The Acker family, the descendants of the founder of Sleepy’s, a mattress brand founded in Brooklyn, New York, in 1931, sold their remaining stake in the company as part of a sale to Mattress Firm in 2016.
That liquidity event came with a clear mandate: the money from the sale of the generational family business should be spent to support everyone in the family.
For Imagine Holdings, the Acker family office, that obligation takes precedence over growth, a more conventional family office objective.
“The top priority is to take care of the people closest to us,” said Spencer Acker, a descendant, partner and investment strategist at Imagine.
Acker took the role in 2022, tasked with turning things around after some difficult years. He quickly discovered a fundamental mismatch between the family’s needs and the portfolio he inherited.
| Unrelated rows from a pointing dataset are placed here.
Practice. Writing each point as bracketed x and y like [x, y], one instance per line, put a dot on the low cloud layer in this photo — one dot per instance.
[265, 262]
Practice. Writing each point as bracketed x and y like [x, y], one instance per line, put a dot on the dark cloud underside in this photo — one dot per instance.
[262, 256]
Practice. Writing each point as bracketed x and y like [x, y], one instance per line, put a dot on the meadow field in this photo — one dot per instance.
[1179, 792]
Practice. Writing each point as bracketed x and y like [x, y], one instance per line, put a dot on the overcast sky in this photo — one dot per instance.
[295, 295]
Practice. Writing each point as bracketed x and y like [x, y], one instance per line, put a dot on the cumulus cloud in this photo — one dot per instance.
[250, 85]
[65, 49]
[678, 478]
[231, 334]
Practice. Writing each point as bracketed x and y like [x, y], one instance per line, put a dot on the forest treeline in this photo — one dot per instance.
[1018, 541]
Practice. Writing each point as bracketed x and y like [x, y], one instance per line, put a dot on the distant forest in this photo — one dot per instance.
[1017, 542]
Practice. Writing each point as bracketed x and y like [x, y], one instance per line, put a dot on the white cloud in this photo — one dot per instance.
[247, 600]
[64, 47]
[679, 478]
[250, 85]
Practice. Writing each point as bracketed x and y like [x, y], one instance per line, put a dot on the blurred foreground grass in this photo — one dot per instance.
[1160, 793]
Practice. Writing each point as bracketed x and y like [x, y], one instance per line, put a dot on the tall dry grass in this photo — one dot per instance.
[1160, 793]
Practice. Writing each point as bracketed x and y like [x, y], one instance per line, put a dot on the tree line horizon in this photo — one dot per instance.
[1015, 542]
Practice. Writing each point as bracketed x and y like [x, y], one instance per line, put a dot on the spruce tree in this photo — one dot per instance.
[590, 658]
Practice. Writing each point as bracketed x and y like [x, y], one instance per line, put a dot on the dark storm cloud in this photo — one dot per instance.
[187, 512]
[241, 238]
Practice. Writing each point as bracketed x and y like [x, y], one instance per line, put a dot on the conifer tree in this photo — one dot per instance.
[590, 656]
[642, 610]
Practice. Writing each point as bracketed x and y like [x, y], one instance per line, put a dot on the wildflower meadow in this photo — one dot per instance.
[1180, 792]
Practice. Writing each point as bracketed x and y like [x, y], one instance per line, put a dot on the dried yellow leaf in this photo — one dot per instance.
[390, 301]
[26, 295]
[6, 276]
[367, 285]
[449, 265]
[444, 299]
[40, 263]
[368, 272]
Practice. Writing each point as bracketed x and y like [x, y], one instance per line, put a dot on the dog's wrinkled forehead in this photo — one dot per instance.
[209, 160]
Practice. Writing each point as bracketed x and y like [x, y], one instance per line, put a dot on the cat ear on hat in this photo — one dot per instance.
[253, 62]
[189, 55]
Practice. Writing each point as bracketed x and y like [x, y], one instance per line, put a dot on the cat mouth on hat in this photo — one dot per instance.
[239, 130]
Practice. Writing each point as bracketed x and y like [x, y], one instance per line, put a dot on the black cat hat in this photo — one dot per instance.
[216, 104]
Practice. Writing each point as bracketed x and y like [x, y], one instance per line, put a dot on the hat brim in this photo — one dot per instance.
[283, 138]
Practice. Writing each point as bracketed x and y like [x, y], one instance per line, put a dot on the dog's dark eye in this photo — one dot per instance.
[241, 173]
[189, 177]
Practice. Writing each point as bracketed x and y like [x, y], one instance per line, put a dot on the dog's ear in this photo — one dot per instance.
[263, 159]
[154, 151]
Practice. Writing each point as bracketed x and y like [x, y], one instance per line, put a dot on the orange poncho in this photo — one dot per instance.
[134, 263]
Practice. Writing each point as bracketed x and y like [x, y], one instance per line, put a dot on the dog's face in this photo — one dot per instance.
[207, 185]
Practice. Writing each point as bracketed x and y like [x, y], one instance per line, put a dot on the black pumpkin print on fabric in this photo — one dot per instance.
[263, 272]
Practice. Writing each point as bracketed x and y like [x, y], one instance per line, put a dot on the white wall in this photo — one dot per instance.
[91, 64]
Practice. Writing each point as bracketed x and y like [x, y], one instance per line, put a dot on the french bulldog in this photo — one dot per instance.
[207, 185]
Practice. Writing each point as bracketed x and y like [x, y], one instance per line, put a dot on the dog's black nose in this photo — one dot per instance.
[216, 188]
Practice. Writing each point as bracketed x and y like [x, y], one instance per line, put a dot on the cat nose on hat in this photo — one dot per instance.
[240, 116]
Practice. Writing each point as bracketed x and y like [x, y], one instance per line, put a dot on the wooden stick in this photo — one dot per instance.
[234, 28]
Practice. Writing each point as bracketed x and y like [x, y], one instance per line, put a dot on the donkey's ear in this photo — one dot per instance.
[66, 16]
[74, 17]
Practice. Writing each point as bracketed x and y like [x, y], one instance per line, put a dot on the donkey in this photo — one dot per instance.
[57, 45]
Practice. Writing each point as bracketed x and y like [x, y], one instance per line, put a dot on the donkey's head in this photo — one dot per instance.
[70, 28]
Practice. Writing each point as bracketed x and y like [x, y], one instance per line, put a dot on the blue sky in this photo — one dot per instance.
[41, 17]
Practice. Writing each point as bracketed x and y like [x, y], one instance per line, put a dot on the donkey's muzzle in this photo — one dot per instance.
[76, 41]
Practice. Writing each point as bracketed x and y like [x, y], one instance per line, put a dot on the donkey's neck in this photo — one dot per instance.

Money was going out every month to support the family, but much of it was tied up in illiquid investments and compounded by significant philanthropic commitments.
Acker had to deleverage the balance sheet, reassessing philanthropy, without abandoning the family’s long-term strategic involvement in those causes.
The portfolio was also reshaped. Imagine Holdings stepped back from large, illiquid and higher-risk investments, avoiding early-stage venture capital and reducing its private equity exposure. The office maintains a modest, liquid private market allocation, with the bulk of the portfolio in public equities and tax-favorable New York municipal bonds.
“When you are playing with your own family money, giving up flexibility over capital is the most dangerous thing,” he said.
An austerity program was introduced, formalizing budget approval and tying spending decisions to liquid assets, rather than the total portfolio.
Since this was done, the SFO has turned a corner. It has healthy liquidity, no debt, and runs as a much leaner operation. “It was difficult, and there were nights and weeks that I didn’t sleep, but now it is second nature,” he said.
Acker said that Imagine Holdings is now in a position where it can take advantage of opportunities that surface, without compromising its mandate.